Another ominous sign was the limbering up of Confederate guns to cover the expected retreat from the Henry Hill.

But on its reverse slope lay Jackson's Shenandoahs, three thousand strong, and by far the best drilled and disciplined brigade that either side had yet produced apart, of course, from regulars. Jackson had ridden up and down before them, calm as they had ever seen him on parade, quietly saying, "Steady, men, steady! All's well." In this way he had held them straining at the leash for hours. Now, at last, their time had come. Riding out to the center of his line he gave his final orders: "Reserve your fire till they come within fifty yards. Then fire and give them the bayonet; and yell like furies when you charge!" Five minutes later, as the triumphant Federals topped the crest, the long gray line rose up, stood fast, fired one crashing point-blank volley, and immediately charged home with the first of those wild, high rebel yells that rang throughout the war. The stricken and astounded Federal front caved in, turned round, and fled. At the same instant the last of the Shenandoahs--Kirby Smith's brigade, detrained just in the nick of time--charged the wavering flank. Then, like the first quiver of an avalanche, a tremor shook the whole massed Federals one moment on that fatal hill: the next, like a loosened cliff, they began the landslide down.
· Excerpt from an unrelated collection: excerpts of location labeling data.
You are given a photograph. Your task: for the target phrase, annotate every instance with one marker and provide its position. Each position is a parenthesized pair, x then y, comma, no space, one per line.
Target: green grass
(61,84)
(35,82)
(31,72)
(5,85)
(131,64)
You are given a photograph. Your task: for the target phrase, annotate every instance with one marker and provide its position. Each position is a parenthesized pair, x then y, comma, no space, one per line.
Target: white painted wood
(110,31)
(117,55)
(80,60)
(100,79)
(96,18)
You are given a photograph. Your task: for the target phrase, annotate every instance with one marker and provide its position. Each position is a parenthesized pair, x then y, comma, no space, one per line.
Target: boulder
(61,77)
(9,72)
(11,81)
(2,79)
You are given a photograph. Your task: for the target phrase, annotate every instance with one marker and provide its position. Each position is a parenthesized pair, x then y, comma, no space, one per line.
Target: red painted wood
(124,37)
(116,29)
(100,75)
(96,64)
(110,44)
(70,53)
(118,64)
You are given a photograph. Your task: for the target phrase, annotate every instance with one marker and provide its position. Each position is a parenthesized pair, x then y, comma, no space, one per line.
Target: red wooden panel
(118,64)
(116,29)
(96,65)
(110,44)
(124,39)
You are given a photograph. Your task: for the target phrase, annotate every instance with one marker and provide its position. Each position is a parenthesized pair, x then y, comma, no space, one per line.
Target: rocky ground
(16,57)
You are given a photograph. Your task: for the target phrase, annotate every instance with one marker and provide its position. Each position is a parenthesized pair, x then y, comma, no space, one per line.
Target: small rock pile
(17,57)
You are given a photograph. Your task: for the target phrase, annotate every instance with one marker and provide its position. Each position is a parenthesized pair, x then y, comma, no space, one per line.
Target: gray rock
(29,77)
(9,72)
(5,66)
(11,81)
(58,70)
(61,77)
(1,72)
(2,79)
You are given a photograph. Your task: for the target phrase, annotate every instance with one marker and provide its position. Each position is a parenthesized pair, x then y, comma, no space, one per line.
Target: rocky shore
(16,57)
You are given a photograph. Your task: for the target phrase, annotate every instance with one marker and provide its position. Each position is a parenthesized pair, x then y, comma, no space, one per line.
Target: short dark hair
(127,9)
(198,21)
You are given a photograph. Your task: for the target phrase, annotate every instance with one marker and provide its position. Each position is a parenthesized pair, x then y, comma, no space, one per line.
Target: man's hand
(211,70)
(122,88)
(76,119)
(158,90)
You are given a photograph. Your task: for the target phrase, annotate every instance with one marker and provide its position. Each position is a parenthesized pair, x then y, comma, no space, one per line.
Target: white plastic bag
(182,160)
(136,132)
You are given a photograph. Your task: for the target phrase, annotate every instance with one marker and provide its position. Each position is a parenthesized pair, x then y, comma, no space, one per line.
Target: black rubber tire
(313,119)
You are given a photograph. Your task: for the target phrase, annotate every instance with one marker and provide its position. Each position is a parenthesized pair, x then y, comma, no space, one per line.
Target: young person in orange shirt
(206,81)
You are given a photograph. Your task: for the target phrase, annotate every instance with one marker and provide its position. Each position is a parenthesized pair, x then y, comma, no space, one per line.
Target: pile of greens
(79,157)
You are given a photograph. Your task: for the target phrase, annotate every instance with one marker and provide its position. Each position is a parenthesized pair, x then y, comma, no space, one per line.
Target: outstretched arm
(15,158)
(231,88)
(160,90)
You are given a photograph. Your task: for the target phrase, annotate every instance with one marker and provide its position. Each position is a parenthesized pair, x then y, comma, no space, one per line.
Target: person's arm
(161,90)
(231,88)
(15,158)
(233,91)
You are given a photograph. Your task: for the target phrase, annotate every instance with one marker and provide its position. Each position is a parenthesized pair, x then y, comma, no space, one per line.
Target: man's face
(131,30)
There, in the valley, along Young's Branch, McDowell established his last line of battle, based on the firm rock of the regulars.

But by this time the Confederates had brought up troops from the whole length of their line; the balance of numbers was at last in their favor; and nothing could stay the Federal recoil. Lack of drill and discipline soon changed this recoil into a disorderly retreat. There was no panic; but most of the military units "dissolved into a mere mob whose heart was set on getting back to Washington in any way left '''Open. The regulars and a few formed bodies in reserve did their best to stem the stream. But all in vain.

One mile short of Centreville there was a sudden upset and consequent block on the bridge across Cub Run. Then the stream of men retreating, mixed with clogging masses of panic-struck civilians, became a torrent.

Bull Run was only a special-constable affair on a gigantic scale.

The losses were comparatively small--3553 killed and wounded on both sides put together: not ten per cent of the less than forty thousand who actually fought. Moreover, the side that won the battle lost the war. And yet Bull Run had many points of very great importance. In spite of all shortcomings it showed the good quality of the troops engaged: if not as soldiers, at all events as men. It proved that the war, unlike the battle, would not be fought by special constables, some of whom first fired their rifles when their target was firing back at them. It brought one great leader--Stonewall Jackson--into fame. Above all, it profoundly affected the popular points of view, both North and South. In the South there was undue elation, followed by the absurd belief that one Southerner could beat two Northerners any day and that the North would now back down en masse, as its army had from the Henry Hill. A dangerous slackening of military preparation was the unavoidable result. In the North, on the other hand, a good many people began to see the difference between armed mobs and armies; and the thorough Unionists, led by the wise and steadfast Lincoln, braced themselves for real war.